From humble beginnings supporting a couple of use cases, we eventually developed an amazingly comprehensive data lake spanning practically every data set in the company, including internal data, data from our production application, data crawled from the web and more, all totaling north of 1.7PB (an impressive stat for a mid-sized company). The lake contains thousands of tables, and has hundreds of active users querying it per month (perhaps a third of the company!). It supports use cases ranging from fully ad-hoc discovery and analysis, to a range of internal reporting, as well as customer facing capabilities such as our Salsify Impact Assessments as well as in-app features. I believe by any practical measure of adoption or impact, the Salsify data lake has to be viewed as an amazing success story!
In a very real way I have been living the promise of the modern data lake architecture. And that promise was meaningfully driven by the lake architecture. Sure, we had a relatively blank slate as a startup, but we also had commensurate resource limitations. We couldn’t implement a big bang architectural change It had to be an architecture where you could show incremental progress and invest as value was delivered.

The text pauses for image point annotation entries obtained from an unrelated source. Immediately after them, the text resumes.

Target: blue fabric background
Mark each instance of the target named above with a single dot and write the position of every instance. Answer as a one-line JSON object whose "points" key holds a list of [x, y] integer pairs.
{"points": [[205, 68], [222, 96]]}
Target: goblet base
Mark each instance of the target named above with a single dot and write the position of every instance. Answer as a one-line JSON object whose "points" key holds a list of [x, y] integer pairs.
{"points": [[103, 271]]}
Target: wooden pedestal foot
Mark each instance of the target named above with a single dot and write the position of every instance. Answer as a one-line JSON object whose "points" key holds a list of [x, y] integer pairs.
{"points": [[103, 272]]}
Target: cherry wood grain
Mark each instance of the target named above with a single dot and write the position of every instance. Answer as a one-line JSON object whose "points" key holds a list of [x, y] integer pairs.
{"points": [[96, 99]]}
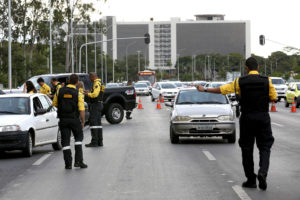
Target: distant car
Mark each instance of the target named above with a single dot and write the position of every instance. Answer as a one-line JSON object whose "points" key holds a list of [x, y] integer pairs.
{"points": [[201, 114], [292, 93], [109, 85], [280, 87], [141, 89], [166, 89], [27, 121]]}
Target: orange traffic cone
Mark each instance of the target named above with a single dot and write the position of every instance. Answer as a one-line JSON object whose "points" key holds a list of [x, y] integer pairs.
{"points": [[140, 106], [162, 99], [158, 106], [293, 109], [273, 107]]}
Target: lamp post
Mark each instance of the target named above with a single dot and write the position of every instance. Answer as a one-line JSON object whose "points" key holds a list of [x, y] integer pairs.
{"points": [[130, 44]]}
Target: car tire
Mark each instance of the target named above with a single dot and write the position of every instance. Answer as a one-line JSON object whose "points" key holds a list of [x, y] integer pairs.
{"points": [[57, 146], [27, 151], [115, 113], [286, 104], [152, 99], [173, 137], [231, 138]]}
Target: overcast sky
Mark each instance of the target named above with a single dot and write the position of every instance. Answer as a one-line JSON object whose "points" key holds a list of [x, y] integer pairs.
{"points": [[278, 20]]}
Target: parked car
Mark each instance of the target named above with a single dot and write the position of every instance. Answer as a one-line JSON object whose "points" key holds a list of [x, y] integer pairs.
{"points": [[141, 89], [280, 87], [292, 93], [115, 99], [201, 114], [27, 121], [165, 89]]}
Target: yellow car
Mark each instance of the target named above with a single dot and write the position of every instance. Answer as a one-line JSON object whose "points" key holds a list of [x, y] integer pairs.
{"points": [[293, 92]]}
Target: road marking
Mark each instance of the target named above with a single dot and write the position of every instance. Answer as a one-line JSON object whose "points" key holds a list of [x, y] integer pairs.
{"points": [[42, 159], [277, 124], [209, 155], [240, 192]]}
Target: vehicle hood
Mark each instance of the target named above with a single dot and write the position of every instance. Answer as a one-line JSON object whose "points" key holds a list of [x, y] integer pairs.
{"points": [[196, 110], [12, 119]]}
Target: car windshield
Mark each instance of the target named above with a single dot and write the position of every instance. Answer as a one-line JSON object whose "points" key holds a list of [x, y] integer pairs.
{"points": [[277, 81], [14, 106], [140, 85], [195, 97], [168, 86]]}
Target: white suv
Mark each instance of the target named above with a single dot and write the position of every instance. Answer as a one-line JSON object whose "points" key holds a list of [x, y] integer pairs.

The data lake architecture fully unlocks this by minimizing the cost to try out new data. With the right controls and governance, you can make it quite friction-free to try out new data sets. Some of these become mission critical and become highly managed for strong governance, reliability and performance. Some have moderate value and can live in a less managed state for more ad hoc use. And most importantly, some data sets may end up showing little or no value. The amazing thing about the lake is that it minimizes the cost of these failed experiments, which actually turns out to maximize experimentation, which then in turn maximizes the velocity of discovering the data sets that are value. And that of course drives adoption of the lake – which Salsify proved beyond a shadow of a doubt! Check in on the Salsify data-lake slack channel on any day and you’ll find traffic about people from across the org putting in more and different data, or querying unforeseen combinations of data in innovative ways.
I believe that practically any organization can get to this state by adopting a data lake architecture as part of their overall data platform. And the great thing about the Starburst architecture is how it can get you there incrementally – no need to forklift move what you already have in place. Existing warehouses, databases, megastores, etc. can federate right in, all while new experimental data sets are availing of the lake model.
Today I’m excited to embark on the journey of helping Starburst to make this future a reality. Again, I don’t think it will be easy. Data warehousing and even the data lake part of the space is highly competitive with big entrenched competitors, But I believe Starburst has the perfect scope of focus to create the winning architecture in the data lake space. And focus matters a lot. This space is so big and so important, I believe it will be driven by a company that sets making the data lake architecture a reality its sole focus, not a side mission. Starburst is that company, and I hope we help bring a data lake to life in your world soon!